Once you've found a place to connect with yourself, you need to get rid of everything that ties you to daily duties. During your spiritual retreat, you can't access any electronic devices, let alone your phone. Disconnecting means breaking free, and it's an essential first step.
That's why, when you start on a spiritual retreat, it's useful to tell your closest relatives and friends. Their support and especially their respect towards our isolation is a source of motivation to successfully complete the process.
Days at a spiritual retreat can become really long, especially at the beginning. There's time for everything, and for reading as well. Reading is just another way to learn and grow, so you should carry along a spiritual book that reflects on the things you'll be putting into practice.
Today, there's plenty of interesting books about people sharing their experience in the path of the soul, or self-help books that can help you know yourself better. That's real useful when you don't have the support of a spiritual guide.
One of the essential areas of the full plan of a spiritual retreat is changing your metabolism. In order to promote spiritual growth, it is recommended that you eat less and make a more careful selection of ingredients. Besides, self-commitment needs to come from respecting your environment, and that's why a vegetarian diet is encouraged.
During a spiritual retreat, you'll learn to use the energy coming from inside you, which helps you to give up on food as your main source of energy.
Quietness doesn't clash with movement at all. Helping your spirit grow demands that you activate your body, which in this case will occur thanks to meditation and relaxation exercises, and increasingly popular practices such as yoga.
There's several types of yoga, and each offers specific benefits. But under a general scope, it offers you flexibility, resistence and endurance that eventually bring a better sense of balance between all your areas. Long story short: one perfect unity.
That's the hardest part for people starting to practice their spiritual retreat skills, but it's the most important as well. If it's already hard when done guided by a professional mentor, doing it on your own can be a true challenge. You need to be patient to avoid becoming frustrated.
The most important thing is not to be too ambitious.
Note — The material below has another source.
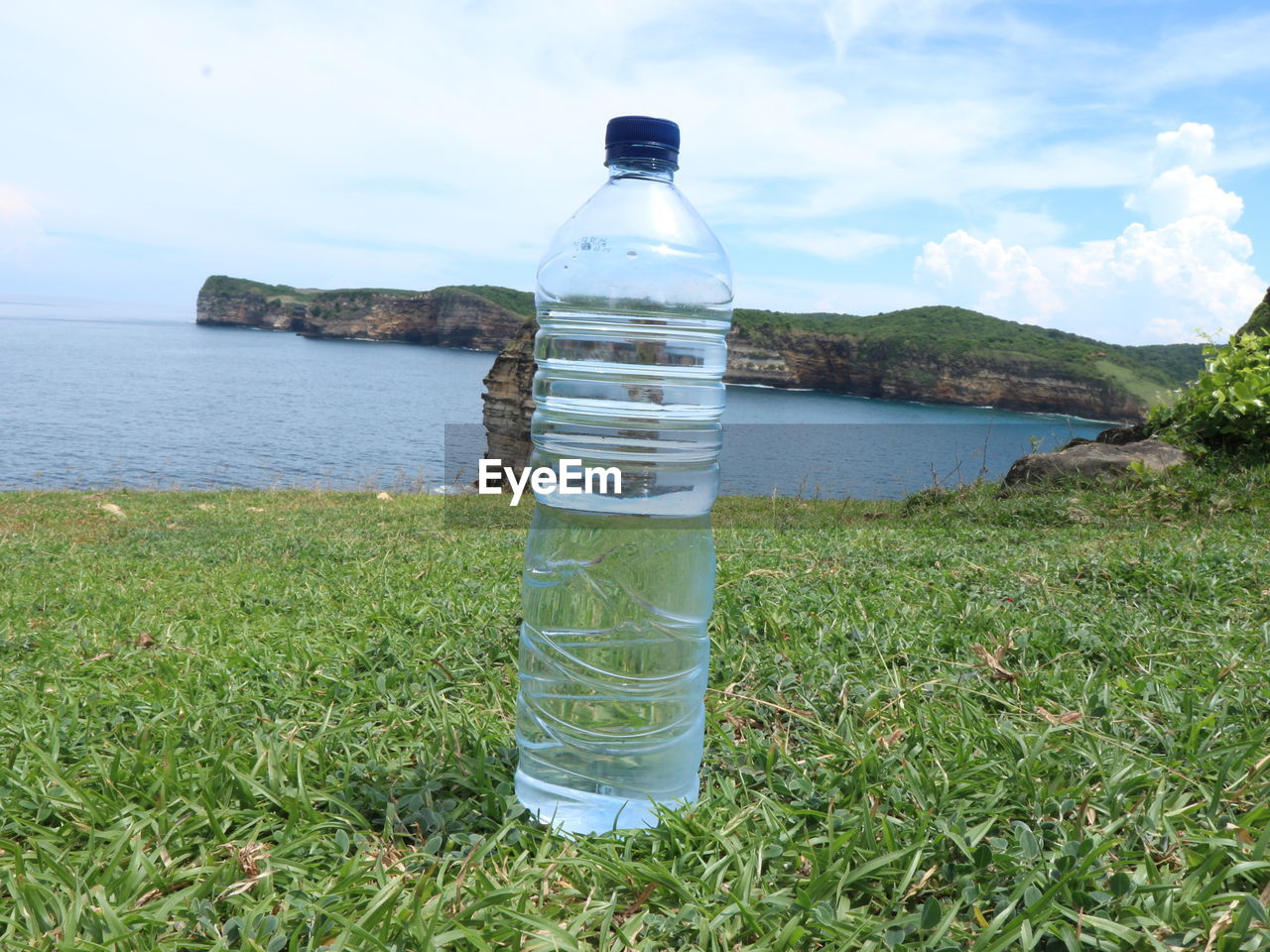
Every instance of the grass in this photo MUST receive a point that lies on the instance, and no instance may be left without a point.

Start simple, like exploring inside you or contacting your environment through easy-to-read meditation guides. Soon, you'll learn how to control your mind and free your spirituality.
The important thing for a spiritual retreat to do what it should is to take a personal committed stance. If your goal is clear and you have the willpower and energy you need, it's time to leave plenty of things behind and start on a new, exciting pathway. Keep in mind the importance of giving up.
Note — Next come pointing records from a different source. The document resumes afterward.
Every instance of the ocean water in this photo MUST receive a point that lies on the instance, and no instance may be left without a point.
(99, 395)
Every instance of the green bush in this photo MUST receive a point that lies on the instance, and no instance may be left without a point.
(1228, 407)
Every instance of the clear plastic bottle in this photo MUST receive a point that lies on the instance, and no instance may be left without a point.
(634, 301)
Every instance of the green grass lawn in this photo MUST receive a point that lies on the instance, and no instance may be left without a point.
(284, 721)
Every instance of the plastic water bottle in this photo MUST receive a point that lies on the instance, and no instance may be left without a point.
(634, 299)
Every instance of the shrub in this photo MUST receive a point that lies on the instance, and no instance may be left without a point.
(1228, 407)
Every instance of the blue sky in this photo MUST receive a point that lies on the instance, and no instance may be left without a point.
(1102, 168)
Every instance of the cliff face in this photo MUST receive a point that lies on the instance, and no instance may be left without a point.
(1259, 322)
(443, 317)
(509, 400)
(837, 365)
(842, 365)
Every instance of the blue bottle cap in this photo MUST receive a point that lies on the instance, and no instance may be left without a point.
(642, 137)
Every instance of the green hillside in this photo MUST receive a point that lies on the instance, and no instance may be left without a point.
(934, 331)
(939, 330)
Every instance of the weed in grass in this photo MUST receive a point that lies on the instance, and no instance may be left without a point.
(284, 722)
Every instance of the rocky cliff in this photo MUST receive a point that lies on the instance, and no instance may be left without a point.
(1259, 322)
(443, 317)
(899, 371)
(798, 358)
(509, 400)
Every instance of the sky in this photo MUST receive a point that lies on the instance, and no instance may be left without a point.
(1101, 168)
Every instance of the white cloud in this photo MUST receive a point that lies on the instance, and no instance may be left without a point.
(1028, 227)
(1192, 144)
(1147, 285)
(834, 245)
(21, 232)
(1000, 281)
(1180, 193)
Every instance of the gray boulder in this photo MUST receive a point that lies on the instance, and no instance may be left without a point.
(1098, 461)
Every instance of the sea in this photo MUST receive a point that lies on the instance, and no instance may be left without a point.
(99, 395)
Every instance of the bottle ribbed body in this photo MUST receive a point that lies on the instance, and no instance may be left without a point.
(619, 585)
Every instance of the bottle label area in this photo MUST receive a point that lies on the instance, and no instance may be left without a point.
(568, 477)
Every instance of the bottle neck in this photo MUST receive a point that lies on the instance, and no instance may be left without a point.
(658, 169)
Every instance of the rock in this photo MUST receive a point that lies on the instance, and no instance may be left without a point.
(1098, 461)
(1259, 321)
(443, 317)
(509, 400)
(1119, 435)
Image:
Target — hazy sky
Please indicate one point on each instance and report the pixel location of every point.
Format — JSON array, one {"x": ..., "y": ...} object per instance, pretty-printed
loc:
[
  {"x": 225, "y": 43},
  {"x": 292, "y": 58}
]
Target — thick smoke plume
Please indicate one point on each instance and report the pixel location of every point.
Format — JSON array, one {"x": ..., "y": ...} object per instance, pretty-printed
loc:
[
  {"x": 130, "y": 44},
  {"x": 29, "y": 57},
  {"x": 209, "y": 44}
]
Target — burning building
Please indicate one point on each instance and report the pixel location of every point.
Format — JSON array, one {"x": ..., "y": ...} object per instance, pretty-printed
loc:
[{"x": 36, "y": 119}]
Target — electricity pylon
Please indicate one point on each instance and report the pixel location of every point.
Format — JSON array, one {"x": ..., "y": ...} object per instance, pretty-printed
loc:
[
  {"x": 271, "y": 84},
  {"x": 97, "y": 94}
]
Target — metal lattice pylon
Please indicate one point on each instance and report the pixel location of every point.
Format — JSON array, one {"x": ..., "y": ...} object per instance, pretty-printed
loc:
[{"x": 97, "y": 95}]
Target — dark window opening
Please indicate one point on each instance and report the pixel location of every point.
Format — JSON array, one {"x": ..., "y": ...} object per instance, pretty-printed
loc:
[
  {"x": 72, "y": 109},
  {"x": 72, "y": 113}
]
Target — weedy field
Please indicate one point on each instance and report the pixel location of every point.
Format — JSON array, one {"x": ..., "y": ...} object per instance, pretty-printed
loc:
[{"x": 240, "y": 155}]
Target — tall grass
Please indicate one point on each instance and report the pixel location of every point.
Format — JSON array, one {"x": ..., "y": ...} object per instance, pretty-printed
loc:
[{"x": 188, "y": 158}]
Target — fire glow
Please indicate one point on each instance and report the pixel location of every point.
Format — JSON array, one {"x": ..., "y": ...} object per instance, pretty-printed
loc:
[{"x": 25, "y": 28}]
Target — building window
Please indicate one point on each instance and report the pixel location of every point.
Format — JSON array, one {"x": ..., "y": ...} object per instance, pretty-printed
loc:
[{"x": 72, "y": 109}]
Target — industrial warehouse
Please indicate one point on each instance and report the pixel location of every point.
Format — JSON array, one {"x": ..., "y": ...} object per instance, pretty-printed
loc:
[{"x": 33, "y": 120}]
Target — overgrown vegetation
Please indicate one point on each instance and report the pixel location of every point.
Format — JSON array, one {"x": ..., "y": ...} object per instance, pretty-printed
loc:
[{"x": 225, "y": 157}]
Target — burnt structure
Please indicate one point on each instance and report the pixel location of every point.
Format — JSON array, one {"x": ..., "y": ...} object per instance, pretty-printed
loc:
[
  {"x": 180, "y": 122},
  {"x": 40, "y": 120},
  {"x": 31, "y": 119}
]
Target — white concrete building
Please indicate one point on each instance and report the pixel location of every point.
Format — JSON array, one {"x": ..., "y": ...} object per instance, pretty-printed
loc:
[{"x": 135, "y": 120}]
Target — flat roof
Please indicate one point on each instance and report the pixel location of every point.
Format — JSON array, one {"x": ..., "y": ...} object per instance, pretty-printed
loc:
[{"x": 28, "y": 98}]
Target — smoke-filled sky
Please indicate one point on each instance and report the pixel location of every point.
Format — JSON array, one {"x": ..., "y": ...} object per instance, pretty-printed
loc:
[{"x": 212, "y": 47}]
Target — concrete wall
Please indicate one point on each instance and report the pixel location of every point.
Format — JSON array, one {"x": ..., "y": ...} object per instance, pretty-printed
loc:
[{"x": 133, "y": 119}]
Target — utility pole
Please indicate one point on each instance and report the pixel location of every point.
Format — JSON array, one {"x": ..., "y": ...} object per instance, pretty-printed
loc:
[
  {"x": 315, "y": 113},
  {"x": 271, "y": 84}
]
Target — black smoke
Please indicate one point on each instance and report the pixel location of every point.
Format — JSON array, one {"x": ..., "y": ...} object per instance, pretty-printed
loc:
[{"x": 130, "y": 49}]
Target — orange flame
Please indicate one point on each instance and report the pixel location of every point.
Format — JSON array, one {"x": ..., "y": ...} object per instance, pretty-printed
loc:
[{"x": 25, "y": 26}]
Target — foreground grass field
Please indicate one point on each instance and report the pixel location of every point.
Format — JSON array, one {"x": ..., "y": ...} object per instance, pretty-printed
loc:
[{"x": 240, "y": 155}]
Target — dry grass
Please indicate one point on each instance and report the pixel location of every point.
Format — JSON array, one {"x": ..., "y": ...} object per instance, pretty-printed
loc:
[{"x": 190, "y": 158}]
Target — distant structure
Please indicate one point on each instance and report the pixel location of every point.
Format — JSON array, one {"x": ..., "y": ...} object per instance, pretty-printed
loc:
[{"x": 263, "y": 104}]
Giving up is also sacrifice. Especially on the first few days, it's important that you're strongly disciplined to settle the new routines in. The better you get used to that lifestyle, the easier you'll progress through everything else.
At a spiritual retreat, especially if you're on your own, there's satisfying moments and frustrating, discouraging times. Not everything can go the way you planned it, but you need to take the good and the bad.
A good strategy to internalise your daily experience, to use your positive learning and extract lessons from mistakes, is to write a personal journal. As days go by, you'll realise it's a great tool to know yourself.
Internalising your experience can't be limited to individually processing it; you need to bring it outside too! When you share your experience with others from a humble, honest point of view, you become more aware of it, and it helps to project everything into reality.
After several days of isolation and inner work, it's okay to have everything feel surreal and abstract, in need of a new true dimension through getting in touch with others.
When you've taken on the routines and essential principles of a spiritual retreat, you'll be ready for the next step. A professional spiritual retreat will help you perfect everything you've been working on, and to complete with even more success this exciting, yet long and hard self-awareness path.